In Harold and Maude, a young Bud Cort delivers one of the all-time cinematic expressions of existential horror. His big eyes dialed open just one notch below bulging, his mouth tightly shut so as to prevent even the slightest inhalation or exhalation of breath, his skin the pale pallor of a newly morgued corpse, Cort’s Harold looks like a missing member of the Addams Family—the one who has no sense of humor.
What has led Harold to this state of despair? The movie, written by Colin Higgins and directed by Hal Ashby, never explicitly spells it out for us, but we can guess. Harold’s father is not part of the current picture, but his oddball exploits (like floating down the Seine naked) cast a shadow over Harold’s life.

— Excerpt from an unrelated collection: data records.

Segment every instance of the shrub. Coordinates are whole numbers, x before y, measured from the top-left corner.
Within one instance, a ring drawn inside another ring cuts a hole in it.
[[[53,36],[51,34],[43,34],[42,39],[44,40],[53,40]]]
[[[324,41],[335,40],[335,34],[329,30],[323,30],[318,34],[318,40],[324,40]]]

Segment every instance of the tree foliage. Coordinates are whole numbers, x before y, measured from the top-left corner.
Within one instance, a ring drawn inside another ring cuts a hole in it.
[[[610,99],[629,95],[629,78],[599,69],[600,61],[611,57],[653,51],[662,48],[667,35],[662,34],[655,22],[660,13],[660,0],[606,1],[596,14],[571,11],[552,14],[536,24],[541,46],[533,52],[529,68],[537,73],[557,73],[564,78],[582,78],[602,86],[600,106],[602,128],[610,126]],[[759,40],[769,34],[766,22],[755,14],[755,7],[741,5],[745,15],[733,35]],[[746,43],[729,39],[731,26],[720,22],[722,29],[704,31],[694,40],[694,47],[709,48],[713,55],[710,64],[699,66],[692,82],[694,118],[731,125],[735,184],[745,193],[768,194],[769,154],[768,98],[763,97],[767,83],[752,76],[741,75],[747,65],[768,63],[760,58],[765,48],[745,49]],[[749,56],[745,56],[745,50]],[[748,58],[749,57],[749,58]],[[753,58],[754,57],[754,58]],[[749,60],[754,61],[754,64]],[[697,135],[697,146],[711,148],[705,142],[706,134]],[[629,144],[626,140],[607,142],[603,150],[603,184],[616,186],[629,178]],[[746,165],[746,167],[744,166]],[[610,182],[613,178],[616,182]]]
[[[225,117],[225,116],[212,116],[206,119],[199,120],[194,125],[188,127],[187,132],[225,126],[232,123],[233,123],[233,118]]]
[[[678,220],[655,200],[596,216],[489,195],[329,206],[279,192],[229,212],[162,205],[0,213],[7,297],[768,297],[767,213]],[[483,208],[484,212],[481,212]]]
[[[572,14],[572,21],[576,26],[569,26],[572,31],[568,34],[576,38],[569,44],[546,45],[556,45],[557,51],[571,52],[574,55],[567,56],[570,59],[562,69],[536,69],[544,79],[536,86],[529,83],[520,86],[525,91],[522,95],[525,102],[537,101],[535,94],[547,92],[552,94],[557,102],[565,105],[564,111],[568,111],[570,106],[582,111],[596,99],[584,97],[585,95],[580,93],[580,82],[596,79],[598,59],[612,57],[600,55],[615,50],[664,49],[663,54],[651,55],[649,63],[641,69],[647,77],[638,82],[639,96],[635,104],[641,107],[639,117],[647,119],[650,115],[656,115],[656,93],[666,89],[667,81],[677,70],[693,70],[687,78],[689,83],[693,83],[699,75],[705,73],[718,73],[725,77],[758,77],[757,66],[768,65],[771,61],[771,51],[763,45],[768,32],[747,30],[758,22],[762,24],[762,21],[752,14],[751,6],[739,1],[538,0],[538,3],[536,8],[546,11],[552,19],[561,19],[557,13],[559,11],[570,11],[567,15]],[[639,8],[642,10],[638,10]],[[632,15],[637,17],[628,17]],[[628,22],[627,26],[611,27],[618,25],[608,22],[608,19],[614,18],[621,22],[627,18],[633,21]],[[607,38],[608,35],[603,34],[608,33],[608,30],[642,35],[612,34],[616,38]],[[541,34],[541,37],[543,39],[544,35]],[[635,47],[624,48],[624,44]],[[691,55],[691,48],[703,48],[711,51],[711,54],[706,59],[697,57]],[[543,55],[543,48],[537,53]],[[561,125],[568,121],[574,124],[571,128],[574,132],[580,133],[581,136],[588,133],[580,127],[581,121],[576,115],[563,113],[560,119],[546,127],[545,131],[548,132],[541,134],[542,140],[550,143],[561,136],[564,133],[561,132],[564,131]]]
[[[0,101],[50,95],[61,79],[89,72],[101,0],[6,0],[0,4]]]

His mother (Vivian Pickles), a fluttering socialite who manages every element of Harold’s existence, keeps him imprisoned in a vast, useless mansion. (The cars she buys him might as well come with a ball and chain attached.) Add to this the fact that Harold is at that late-teen age where life can seem to be either full of promise or the start of a severe prison sentence, and it’s no wonder that Harold—when he’s not elaborately staging his own suicide to shock his mother—stares into the camera as if he’s looking into an endless, hungry abyss.
It should be noted that Harold and Maude plays all of this, including Harold’s many, many, many fake suicides, for laughs. This deadpan comic tone gets a bit broader with the appearance of Maude (Ruth Gordon), a 79-year-old eccentric whom Harold meets at a funeral (it turns out they both attend strangers’ funerals for “fun”). Gordon’s comic presence is a bit too big for what the movie is trying to do—with her habit of stealing cars and careening through stoplights, there’s too much of a “crazy grandma” vibe to her character—but there is no denying that she and Cort manage genuine moments of intimate connection. And lest you think that this means Harold and Maude turns into a treacly, feel-good drama, I’ll just say that as the film goes on this central relationship becomes quite a bit more complicated.
In its May-December romance, its oddball characters, deadpan tone, and extensive use of the music of Cat Stevens, Harold and Maude is an obvious inspiration for Wes Anderson’s Rushmore. If I prefer the latter film it’s because Rushmore is better calibrated in its screenplay, formal execution, and performances. Still, as a product of the early 1970s, when the studio system was being shaken up in surprising and refreshing ways, Harold and Maude had a shagginess that’s endearing, and lasting. Rushmore aside, you’ll find few movies like it.